Was ‘Tommy’ from The Who’s 1969 album based on a real person?

In May 1969, The Who transformed from a noisy British invasion group to rock’s first opera stars. Their 75-minute double album Tommy was years in the making, but it paid off, going double platinum in the US and serving as the band’s pioneering contribution to the burgeoning hard rock genre.

Spanning 24 songs covering a coherent narrative thread, the LP tells the story of a “deaf, dumb and blind boy” stuck “in a quiet vibration land” due to his physical disabilities. He’s the eponymous Tommy of the album title, named after the nickname in Britain for army soldiers during World War Two.

For the songwriter behind the album Pete Townshend, the war plays a central role in the fictional Tommy’s struggles. “Tommy was suffering the result of his parents being brutalised by the fact that they fell in love during a war,” Townshend explained in a 1993 interview with Wayne Robins. It’s almost as though Tommy has inherited the emotionally dissociative state his parents’ generation were forced into by the war in physical terms through the non-functioning of his senses.
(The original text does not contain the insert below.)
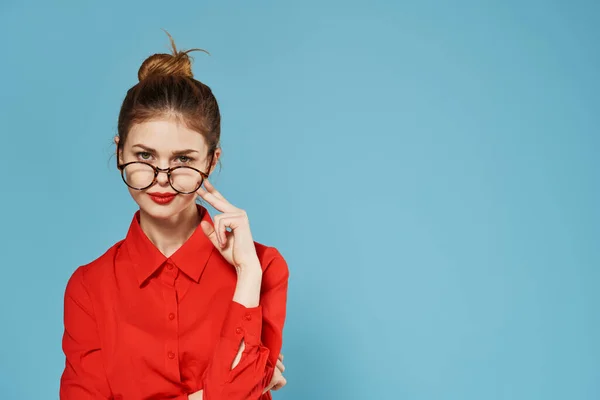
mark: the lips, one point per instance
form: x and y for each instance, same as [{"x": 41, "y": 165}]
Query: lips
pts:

As if the adversities he’s born with aren’t enough, Tommy then has to go through the horrors of being tortured by his cousin Kevin and sexually abused by his uncle Ernie in John Entwhistle’s disturbing composition ‘Fiddle About’.
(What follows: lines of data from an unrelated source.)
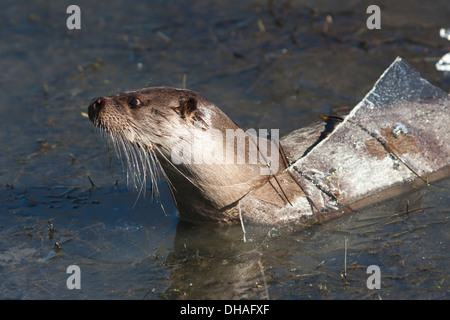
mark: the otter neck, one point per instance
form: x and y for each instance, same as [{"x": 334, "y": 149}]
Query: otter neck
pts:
[{"x": 210, "y": 170}]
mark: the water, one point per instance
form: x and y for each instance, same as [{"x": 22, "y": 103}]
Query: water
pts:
[{"x": 64, "y": 199}]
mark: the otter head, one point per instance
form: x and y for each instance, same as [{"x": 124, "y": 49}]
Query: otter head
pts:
[{"x": 183, "y": 134}]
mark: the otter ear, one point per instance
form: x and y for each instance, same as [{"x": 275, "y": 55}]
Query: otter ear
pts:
[{"x": 188, "y": 110}]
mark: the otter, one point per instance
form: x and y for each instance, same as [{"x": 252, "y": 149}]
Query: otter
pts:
[{"x": 381, "y": 149}]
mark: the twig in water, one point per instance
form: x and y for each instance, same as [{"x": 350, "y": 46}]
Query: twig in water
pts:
[{"x": 264, "y": 279}]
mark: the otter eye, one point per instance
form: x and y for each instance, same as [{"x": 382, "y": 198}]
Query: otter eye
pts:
[{"x": 134, "y": 102}]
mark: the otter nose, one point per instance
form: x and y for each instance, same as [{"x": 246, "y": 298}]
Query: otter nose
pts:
[{"x": 95, "y": 106}]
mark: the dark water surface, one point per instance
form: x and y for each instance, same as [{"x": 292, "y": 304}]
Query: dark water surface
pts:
[{"x": 267, "y": 64}]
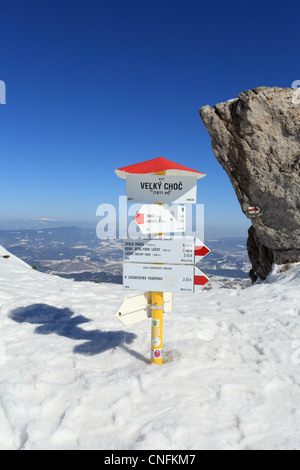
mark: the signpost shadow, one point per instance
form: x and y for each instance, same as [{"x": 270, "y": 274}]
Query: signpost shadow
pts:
[{"x": 62, "y": 322}]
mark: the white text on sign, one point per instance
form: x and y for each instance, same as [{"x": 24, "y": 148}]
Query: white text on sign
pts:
[{"x": 161, "y": 189}]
When things seem at their worst, though, Tommy discovers that he has superpower of sorts. A natural talent for the arcade game pinball. The song which reveals this talent, ‘Pinball Wizard’, has become one of The Who’s most recognisable songs.
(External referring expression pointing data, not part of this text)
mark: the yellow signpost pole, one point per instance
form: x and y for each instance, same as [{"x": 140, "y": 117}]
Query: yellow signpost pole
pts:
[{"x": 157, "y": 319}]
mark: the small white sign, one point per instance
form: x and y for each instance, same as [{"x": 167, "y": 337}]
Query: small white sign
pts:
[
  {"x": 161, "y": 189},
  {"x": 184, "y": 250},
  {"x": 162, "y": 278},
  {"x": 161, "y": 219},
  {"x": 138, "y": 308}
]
Through his miracle ability with the “silver ball” and his decision to take a stand for himself, Tommy becomes a messianic figure, gathering a group of followers behind him. The story culminates in the epic two-part finale ‘We’re Not Gonna Take It’, in which the heroic protagonist casts off his traumas and accepts the “glory” coming his way.

But whose life inspired Tommy’s story?

There are two main inspirations for Townshend’s depiction of Tommy. The first is his own life as a child of post-war Britain and the “decaying neglect” he felt from his parents. “You always felt you were in the chorus,” he explained to Robins, using a musical metaphor. “That you weren’t one of the principal players in your family.”

Worse still, the episode Tommy suffers at the hands of Uncle Ernie was based on a real experience of Townshend’s childhood. “I was tickled by this friend of my father until I thought I would die,” he recalled, “and I started screaming hysterically. He was a bit drunk and didn’t realise it.” While nothing explicitly sexual took place, there’s certainly something deeply unsettling about Townshend’s recollection.

The second inspiration for Tommy is far removed from Townshend’s own childhood experiences. It’s the Indian spiritual leader Meher Baba, whom he followed devotedly at the time he wrote the album. In fact, he dedicates Tommy to Meher Baba in the album’s gatefold.

Meher Baba believed himself to be an avatar for God on earth, elected to remain silent from the age of 29, not speaking a word until his death, as a reflection of humanity’s ignorance towards the teachings of God. “One should approach me as if deaf, dumb and blind,” the spiritual figurehead once wrote in his text ‘Absent When He Knocks’. “Only he who turns a deaf ear to others, speaks of no one else and sees no one else can remain absorbed in God!”

Townshend transferred the esoteric teachings of this mystical guru onto the character of Tommy. His lack of sensory awareness becomes the key to his supernatural ability and his role as a messianic leader.

The songwriter claims to have heard the voice of God when coming up with the idea for the album in a Holiday Inn. In any case, he certainly gave an authentic voice to his make-believe hero, who turns his suffering into a cause with which “millions” can identify. The millions who bought his record, at least.